Semi-supervised learning competition for course Deep Learning DS-GA 1008 (Spring 2019) at New York University. This course was taught by Prof. Yann LeCun. Below is a post by him about this competition. https://www.facebook.com/yann.lecun/posts/10155962251157143
- unlabeled set: 512k images from 1000 classes from ImageNet 22k resized to 96x96 pixels.
- Labeled set 64k images from 1000 different classes from ImageNet 22k (64 images/category) resized to 96x96.
Task is to learn category detector from the given data (No pretrained models/external dataset is allowed)
We solved this problem by using Self-supervised learning, by predicting Image Rotations. Please see the following paper for more details -
https://arxiv.org/abs/1803.07728
https://github.com/gidariss/FeatureLearningRotNet
The repo consists code to train following models
- DCGAN - Standard code in pytorch examples
- Gan_Supervised - Supervised training on GAN discriminator, from the output of DCGAN above.
- Rotation Learning - Run the RotationLearning.py with appropriate parameters. For example,
python ./dsga1008_semisuperlearning/RotationLearning/RotationLearning.py --verbIter 1000 --dataroot /home/rj1408/dl_proj/unsupervised_split --workers 4 --batchSize 64 --imageSize 224 --lr 0.001 --cuda --ngpu 1 --outf /scratch/rj1408/dl_proj/models/rotLearn --manualSeed 9000
The --dataroot is path to unlabeled data directory. Images should be present in subfolder(s) in this directory.

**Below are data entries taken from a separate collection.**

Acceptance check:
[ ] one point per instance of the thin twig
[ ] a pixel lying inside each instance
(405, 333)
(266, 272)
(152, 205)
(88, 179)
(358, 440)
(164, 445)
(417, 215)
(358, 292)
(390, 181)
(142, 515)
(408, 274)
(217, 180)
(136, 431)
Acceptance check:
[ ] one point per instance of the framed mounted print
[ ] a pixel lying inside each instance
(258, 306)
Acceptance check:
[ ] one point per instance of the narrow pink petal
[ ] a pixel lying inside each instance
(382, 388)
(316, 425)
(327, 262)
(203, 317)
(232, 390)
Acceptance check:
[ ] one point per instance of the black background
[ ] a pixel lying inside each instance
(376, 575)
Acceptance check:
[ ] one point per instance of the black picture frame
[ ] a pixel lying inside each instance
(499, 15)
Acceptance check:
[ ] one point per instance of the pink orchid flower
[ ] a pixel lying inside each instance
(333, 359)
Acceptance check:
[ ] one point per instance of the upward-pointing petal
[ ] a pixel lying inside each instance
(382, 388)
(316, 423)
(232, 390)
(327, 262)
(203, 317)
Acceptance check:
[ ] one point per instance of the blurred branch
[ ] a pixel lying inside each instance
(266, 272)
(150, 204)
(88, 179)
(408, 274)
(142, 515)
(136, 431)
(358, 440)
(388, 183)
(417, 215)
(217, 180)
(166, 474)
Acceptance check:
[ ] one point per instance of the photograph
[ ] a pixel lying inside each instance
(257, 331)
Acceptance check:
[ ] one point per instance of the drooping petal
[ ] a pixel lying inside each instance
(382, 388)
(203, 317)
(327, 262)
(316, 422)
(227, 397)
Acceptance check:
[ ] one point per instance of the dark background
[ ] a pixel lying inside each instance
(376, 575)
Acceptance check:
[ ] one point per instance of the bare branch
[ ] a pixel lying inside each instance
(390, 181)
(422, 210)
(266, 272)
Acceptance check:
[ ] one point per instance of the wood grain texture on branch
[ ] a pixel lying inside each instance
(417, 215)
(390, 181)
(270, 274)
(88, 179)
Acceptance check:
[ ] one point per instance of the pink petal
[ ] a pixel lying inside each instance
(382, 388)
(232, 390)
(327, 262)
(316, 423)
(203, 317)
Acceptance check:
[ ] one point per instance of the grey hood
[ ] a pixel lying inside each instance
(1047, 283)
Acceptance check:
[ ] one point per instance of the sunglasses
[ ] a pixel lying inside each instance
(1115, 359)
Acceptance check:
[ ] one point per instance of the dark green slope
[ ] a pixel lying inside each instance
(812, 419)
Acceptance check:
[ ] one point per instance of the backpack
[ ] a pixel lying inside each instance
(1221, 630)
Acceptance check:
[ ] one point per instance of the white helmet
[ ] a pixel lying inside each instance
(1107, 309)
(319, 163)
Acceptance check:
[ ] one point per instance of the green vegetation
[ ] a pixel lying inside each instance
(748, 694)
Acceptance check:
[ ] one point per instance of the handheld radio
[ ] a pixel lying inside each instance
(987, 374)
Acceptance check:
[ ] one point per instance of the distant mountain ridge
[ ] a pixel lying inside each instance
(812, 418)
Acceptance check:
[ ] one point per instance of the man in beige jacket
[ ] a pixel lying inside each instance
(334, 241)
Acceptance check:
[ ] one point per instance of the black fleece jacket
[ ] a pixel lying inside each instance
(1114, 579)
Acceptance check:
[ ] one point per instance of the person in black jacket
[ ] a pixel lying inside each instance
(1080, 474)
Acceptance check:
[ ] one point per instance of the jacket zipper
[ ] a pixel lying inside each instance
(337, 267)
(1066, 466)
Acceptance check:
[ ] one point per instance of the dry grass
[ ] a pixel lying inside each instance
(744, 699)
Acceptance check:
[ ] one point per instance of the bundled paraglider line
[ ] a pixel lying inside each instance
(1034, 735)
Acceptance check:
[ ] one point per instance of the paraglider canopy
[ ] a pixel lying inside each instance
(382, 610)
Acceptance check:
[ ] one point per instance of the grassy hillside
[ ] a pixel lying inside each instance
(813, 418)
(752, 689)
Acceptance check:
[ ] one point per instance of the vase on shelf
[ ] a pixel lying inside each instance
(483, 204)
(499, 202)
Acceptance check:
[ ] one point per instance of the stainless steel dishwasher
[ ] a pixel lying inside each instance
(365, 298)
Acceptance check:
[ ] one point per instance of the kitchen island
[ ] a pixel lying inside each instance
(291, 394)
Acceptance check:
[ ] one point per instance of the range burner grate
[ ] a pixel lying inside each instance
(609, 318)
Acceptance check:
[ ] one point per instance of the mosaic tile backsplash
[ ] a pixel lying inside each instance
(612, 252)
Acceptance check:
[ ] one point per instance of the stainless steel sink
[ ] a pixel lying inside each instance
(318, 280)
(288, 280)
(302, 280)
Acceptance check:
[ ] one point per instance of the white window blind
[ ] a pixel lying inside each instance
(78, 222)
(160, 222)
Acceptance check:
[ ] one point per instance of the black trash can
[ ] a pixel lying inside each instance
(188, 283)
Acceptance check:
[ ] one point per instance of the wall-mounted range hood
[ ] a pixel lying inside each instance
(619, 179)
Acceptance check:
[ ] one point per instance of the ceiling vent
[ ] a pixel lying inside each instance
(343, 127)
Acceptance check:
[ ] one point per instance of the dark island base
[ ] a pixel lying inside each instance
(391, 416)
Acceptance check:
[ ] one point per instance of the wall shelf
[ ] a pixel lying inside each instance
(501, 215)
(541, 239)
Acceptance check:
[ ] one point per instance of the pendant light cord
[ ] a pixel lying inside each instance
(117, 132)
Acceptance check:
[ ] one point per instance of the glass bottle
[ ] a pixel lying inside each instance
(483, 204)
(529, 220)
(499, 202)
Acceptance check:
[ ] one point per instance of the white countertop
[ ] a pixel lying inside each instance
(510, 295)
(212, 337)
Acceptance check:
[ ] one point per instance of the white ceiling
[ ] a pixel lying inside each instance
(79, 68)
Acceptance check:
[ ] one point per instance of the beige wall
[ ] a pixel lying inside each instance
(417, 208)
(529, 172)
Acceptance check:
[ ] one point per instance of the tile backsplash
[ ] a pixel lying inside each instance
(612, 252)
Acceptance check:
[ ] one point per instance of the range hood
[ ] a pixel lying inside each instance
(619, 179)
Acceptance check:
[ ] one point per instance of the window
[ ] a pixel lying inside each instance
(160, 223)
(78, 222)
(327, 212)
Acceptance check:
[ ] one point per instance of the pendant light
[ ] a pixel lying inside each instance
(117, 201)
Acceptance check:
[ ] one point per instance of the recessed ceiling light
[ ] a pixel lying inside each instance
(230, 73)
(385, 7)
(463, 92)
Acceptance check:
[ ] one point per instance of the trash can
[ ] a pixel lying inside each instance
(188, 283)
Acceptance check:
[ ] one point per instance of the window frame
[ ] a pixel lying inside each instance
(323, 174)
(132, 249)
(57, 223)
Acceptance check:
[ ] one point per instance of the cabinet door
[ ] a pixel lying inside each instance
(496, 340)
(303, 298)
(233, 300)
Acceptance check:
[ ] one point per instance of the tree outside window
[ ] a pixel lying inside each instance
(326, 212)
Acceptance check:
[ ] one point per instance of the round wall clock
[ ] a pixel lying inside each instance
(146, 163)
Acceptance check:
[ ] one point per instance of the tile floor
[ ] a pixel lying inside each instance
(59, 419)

For example {dataroot}/0/img_1.png
- Rotation FineTuning - Fine tune the learned rotation model above with supervised training dataset. For example
python ./dsga1008_semisuperlearning/RotationLearning/ResnetFineTuning.py --net /scratch/rj1408/dl_proj/models/rotLearn/net_epoch_23.pth --dataroot /scratch/rj1408/dl_proj/ssl_data_96/supervised --workers 4 --batchSize 64 --imageSize 224 --lr 0.001 --cuda --ngpu 1 --outf '/scratch/rj1408/dl_proj/models/rotLearn/finetune' --trainSamples 64 --manualSeed 9000 --niter 100
The --dataroot is path to labeled data directory. Images should be present in the folders
We achieved 61% Top-5 accuracy on validation set. The winning team had around 65% top accuracy. We were amongst top5 teams in the competition.